Estudos in silico dos modos de ligação dos hormônios tireoidianos T3 e T4 com a Proteína Transportadora Albumina Sérica Humana HSA

Detalhes bibliográficos
Ano de defesa: 2024
Autor(a) principal: Barbosa, Elisa Guimarães
Orientador(a): Caracelli, Ignez lattes
Banca de defesa: Não Informado pela instituição
Tipo de documento: Tese
Tipo de acesso: Acesso aberto
Idioma: por
Instituição de defesa: Universidade Federal de São Carlos
Câmpus São Carlos
Programa de Pós-Graduação: Programa de Pós-Graduação em Biotecnologia - PPGBiotec
Departamento: Não Informado pela instituição
País: Não Informado pela instituição
Palavras-chave em Português:
Palavras-chave em Inglês:
Área do conhecimento CNPq:
Link de acesso: https://repositorio.ufscar.br/handle/20.500.14289/21086
Resumo: In the present work, the binding mode and molecular interactions between thyroid hormones (T4, T3 and the positional isomers of T3 – T3IP) and the transporter protein (HSA) were investigated.
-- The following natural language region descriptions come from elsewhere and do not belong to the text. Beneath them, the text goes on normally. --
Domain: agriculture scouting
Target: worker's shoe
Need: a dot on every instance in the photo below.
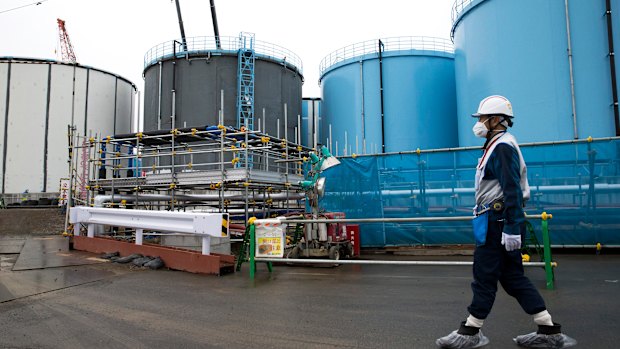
(466, 337)
(550, 337)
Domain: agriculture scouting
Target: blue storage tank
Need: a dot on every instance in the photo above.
(417, 98)
(310, 119)
(519, 49)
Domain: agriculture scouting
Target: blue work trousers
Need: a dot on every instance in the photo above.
(492, 263)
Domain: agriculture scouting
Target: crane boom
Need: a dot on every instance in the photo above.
(68, 55)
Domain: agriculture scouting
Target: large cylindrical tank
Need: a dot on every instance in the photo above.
(519, 49)
(198, 74)
(38, 100)
(310, 120)
(389, 95)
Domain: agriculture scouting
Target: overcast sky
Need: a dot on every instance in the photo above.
(114, 35)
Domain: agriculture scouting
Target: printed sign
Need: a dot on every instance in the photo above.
(270, 239)
(64, 192)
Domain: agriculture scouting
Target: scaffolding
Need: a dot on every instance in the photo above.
(197, 169)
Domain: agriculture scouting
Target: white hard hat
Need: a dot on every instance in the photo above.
(494, 105)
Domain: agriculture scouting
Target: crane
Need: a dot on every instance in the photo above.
(68, 55)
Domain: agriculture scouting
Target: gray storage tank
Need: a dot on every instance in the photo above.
(197, 74)
(39, 98)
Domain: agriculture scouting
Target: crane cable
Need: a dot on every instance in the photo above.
(17, 8)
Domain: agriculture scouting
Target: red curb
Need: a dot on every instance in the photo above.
(174, 258)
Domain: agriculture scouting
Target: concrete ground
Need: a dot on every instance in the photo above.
(89, 303)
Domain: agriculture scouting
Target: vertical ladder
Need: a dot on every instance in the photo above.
(245, 89)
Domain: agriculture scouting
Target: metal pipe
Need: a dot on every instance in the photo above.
(315, 122)
(363, 101)
(570, 69)
(181, 26)
(99, 200)
(440, 150)
(47, 123)
(216, 30)
(380, 262)
(392, 220)
(159, 98)
(612, 66)
(286, 154)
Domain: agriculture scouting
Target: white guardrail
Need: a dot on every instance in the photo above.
(202, 224)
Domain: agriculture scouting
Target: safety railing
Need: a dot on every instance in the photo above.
(548, 264)
(393, 44)
(231, 44)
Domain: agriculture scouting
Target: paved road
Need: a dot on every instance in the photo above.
(112, 306)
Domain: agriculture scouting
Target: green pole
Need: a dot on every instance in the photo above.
(547, 249)
(252, 250)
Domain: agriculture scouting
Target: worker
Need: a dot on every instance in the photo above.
(499, 226)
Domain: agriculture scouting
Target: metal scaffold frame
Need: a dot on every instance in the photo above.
(196, 169)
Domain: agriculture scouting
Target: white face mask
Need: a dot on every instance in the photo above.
(480, 129)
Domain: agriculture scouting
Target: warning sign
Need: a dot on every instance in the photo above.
(270, 238)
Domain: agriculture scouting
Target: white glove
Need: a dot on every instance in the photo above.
(511, 242)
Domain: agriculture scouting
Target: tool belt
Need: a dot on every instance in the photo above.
(495, 206)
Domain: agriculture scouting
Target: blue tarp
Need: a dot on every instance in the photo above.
(579, 183)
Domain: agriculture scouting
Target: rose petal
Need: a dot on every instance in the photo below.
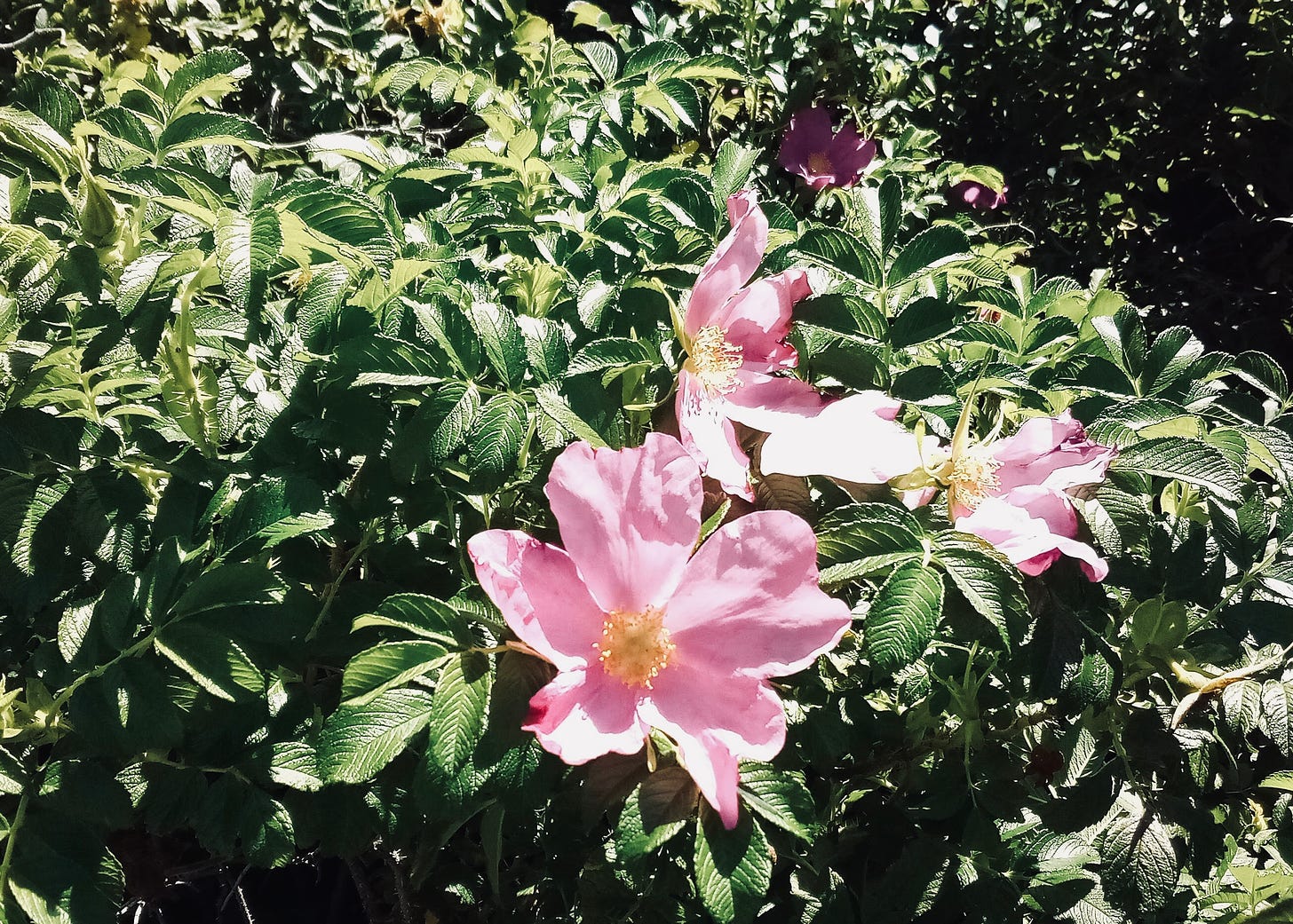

T4 has 4 iodine atoms and T3 has 3. Analysis of the crystallographic structures of the T4-HSA complexes (1HK1,1HK2-R218H, 1HK3-R218P - with fatty acids and 1HK4, 1HK5-R218H- without fatty acids) was carried out. The knowledge acquired was used in the study of molecular docking to understand T3 since there is no crystallographic structure of HSA with T3, with T3 being the active form of thyroid hormone in target cells. It was observed that HSA is capable of differentiating T4 from T3. Another important point was to study 3 cases of HSA-T4 and HSA-T3 complexes, R128, R218H, R218P and explain the difference in HSA-hormonal ligand affinity. In the case of the T3 ligand, which has 3 iodine atoms, with a specific position, 4 positional isomers, T3IP, were evaluated. Docking studies showed that these compounds are different compared to HSA. The presence of fatty acids in the crystallographic complexes of the native protein and R218H mutant protein affected the availability of binding sites, limiting the interaction with T4 to a single site (Cleft). The analysis of T3 positional isomers (T3IP) showed that the structural flexibility of the ligands is an important factor in determining interactions with HSA. The findings of this study can be applied in the development of therapeutic strategies aimed at transporting thyroid hormones in conditions of genetic mutations or metabolic disorders. Detailed understanding of the differences in affinity between T3 and T4 and the influence of mutations in HSA provides a solid basis for future research focused on modulating the bioavailability of these hormones. The results presented here serve as a starting point for experimental investigations that can validate the trends observed in silico studies and explore new applications in the field of endocrinology and biotechnology.